Searching for PDFs by content using the command line

Prerequisites

find ~/ -type f -name "*.pdf" -exec pdfgrep -il "MY_SEARCH_STRING" {} + 2>/dev/null

find ~/ - Searches within the user's home directory.
-type f - Looks for regular files.
-name "*.pdf" - Filters for files with a .pdf extension.
-exec pdfgrep -il "MY_SEARCH_STRING" {} + - Runs pdfgrep on each found PDF file:
-i makes the search case-insensitive.
-l only outputs the names of matching files.
2>/dev/null - Suppresses permission errors from directories the user cannot access.

If the search needs to be limited to a specific folder, replace ~/ with the desired directory path.
This method does not search inside image-based PDFs that require OCR processing.

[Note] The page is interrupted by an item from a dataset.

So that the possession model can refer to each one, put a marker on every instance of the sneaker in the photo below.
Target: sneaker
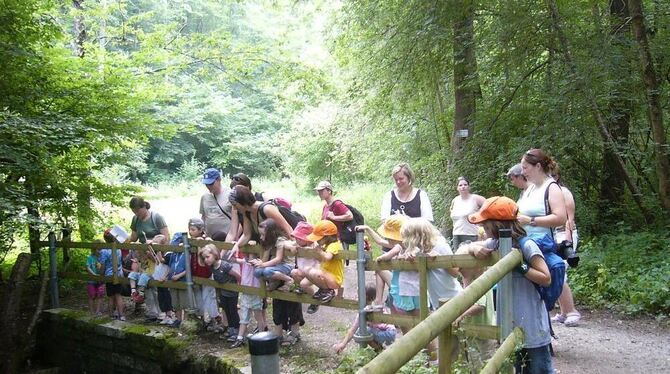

If the PDFs contain scanned images rather than selectable text, use OCR to extract text before searching:

First, install the necessary tool for OCR:

brew install tesseract poppler

Then, use the following command to search for the term "MY_SEARCH_STRING" in PDFs:

for file in $(find ~/ -type f -name "*.pdf"); do
    pdftotext "$file" - | grep -il "MY_SEARCH_STRING" && echo "$file"
done

pdftotext "$file" - - Extracts text from the PDF.
grep -il "MY_SEARCH_STRING" - Searches for the term within the extracted text.

Ensure pdfgrep and OCR tools (tesseract, poppler) are installed.
If the search needs to be limited to a specific folder, replace ~/ with the desired directory path.
This method enables searching inside both text-based and image-based PDFs.